On 3/11/26 4:01 PM, Yanjun.Zhu wrote:

> Got it. The commit log explains how the netdev_notifier mechanism is

netdev notifiers are the NETDEV_UNREGISTER and friends. This dellink
handler is not related to that; this is an IB stack thing when the rxe
link is removed.

> used to clean up the related resources.
> 
> In the source code, additional comments have been added to explain how
> the dellink operation for rxe is triggered. For iWARP, this change
> should not make any difference because iWARP does not implement the
> dellink function.
> 
> The commit is shown below. Please take a look and share your comments.
> If you agree, I will send out the latest commits out very soon.
> 
> From c05038dcdf69c5985837736a8926ba76d9f3e8e4 Mon Sep 17 00:00:00 2001
> From: Zhu Yanjun <[email protected]>
> Date: Fri, 23 Sep 2022 16:52:45 +0000
> Subject: [PATCH 1/1] RDMA/nldev: Add dellink function pointer
> 
> The newlink function pointer was previously added to support
> dynamic RDMA link creation.
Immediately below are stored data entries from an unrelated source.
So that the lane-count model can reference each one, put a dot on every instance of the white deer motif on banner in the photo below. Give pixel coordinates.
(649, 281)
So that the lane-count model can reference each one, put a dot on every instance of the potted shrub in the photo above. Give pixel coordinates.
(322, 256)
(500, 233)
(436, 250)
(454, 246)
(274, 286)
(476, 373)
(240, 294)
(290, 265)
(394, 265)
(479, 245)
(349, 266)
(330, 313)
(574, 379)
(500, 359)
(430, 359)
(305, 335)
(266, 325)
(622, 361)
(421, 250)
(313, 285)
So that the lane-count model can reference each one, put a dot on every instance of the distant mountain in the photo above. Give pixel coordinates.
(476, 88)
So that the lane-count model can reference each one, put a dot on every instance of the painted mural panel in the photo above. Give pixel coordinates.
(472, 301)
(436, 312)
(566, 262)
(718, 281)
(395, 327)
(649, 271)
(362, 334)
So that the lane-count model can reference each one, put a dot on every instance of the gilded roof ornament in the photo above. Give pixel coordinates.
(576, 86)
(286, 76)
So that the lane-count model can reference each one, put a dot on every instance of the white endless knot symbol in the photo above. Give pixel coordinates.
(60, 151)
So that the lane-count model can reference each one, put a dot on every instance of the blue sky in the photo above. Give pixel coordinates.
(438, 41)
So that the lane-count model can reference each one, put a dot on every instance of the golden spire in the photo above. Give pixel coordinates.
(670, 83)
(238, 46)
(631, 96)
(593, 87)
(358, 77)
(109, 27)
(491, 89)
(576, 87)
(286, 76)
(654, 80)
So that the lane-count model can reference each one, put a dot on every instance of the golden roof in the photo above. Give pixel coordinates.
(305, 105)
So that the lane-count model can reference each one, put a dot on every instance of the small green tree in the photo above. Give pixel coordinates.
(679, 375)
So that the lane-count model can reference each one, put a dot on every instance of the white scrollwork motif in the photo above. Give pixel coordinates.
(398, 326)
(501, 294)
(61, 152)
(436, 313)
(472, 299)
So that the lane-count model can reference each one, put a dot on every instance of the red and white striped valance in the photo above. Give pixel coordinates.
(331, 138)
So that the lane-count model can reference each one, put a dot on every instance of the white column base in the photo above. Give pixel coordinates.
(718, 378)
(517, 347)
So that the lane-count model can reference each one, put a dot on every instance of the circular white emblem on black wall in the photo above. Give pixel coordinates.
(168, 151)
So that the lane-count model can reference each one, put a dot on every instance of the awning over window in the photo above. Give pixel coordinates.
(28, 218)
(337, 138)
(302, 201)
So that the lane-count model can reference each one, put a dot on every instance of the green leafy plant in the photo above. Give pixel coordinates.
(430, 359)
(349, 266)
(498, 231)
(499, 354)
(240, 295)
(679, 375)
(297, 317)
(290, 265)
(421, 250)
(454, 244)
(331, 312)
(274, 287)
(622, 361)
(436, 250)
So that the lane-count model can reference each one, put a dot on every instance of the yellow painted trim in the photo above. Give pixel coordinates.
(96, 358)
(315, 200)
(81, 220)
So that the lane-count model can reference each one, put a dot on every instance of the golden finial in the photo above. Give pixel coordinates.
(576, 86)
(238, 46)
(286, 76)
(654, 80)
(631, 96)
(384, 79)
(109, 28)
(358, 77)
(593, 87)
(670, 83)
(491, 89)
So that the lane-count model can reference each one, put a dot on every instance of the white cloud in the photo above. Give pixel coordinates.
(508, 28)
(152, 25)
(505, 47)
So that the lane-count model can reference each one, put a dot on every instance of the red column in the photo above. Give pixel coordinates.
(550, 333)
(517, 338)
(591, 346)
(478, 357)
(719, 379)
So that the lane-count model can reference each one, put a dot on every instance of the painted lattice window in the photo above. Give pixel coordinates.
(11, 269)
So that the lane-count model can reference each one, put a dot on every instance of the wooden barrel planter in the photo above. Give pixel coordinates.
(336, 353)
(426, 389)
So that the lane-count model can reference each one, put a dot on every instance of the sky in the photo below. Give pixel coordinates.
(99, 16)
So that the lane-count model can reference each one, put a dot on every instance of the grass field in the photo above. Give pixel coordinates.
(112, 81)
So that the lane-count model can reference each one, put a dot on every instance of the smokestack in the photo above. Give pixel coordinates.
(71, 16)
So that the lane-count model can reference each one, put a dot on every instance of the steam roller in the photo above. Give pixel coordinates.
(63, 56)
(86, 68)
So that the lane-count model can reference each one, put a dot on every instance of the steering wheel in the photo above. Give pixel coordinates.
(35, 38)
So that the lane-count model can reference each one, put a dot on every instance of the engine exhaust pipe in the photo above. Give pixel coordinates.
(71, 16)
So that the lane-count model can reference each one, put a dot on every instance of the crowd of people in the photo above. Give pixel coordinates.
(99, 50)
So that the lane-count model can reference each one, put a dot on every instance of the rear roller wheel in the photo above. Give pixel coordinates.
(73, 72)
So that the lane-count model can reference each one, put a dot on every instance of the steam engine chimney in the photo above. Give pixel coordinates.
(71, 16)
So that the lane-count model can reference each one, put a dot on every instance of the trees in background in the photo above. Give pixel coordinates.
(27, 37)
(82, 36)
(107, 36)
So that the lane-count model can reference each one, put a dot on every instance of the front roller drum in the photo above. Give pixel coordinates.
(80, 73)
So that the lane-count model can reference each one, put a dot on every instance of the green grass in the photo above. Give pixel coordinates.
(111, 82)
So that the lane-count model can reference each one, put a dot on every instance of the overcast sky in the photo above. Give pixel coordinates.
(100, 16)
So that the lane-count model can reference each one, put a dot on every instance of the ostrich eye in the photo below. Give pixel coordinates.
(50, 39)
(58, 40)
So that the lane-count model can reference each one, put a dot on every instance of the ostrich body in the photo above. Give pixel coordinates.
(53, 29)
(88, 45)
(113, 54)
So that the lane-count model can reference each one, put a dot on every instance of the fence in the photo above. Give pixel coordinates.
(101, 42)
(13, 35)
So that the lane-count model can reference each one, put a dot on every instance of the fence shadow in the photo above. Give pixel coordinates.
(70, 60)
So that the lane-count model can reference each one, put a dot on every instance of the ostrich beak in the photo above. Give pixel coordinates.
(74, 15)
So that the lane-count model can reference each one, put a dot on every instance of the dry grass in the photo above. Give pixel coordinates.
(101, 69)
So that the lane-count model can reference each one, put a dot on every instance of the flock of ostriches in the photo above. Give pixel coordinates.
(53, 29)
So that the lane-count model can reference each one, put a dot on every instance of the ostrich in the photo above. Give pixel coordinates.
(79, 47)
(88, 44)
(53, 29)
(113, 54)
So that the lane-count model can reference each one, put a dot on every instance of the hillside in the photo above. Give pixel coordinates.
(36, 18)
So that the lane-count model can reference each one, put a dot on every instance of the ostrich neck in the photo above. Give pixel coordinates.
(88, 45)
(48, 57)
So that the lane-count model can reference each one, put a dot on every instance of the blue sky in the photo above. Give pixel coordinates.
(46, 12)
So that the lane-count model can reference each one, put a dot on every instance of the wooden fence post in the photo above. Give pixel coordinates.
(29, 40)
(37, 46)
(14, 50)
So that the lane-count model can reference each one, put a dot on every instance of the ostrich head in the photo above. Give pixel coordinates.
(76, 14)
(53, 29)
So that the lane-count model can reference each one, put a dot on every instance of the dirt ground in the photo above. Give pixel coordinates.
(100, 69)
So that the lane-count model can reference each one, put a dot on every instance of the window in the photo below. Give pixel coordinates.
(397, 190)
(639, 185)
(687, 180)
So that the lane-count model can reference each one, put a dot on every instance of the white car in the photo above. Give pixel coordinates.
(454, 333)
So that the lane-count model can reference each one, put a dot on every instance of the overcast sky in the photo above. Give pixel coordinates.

In the RXE driver, this path creates
> a transport socket listening on port 4791. Consequently, a dellink
> function pointer is required to ensure these sockets are properly
> closed when a user administratively removes a link via rdma link
> delete <dev>.
> 
> Furthermore, RXE does not rely solely on this nldev path for resource
> management. It also monitors the underlying net_device state via a
> registered netdev_notifier. The rxe_net_event callback serves as a
> fallback mechanism to ensure that transport sockets are forcibly closed
> and all resources are released even if dellink is not explicitly called
> (e.g., if the parent NIC interface is removed or the driver is forcefully
> unloaded).

IMHO, this explanation belongs in the patch that implements dellink for rxe.

This patch adds the handler to allow link implementations to cleanup any
resources created by newklink as needed.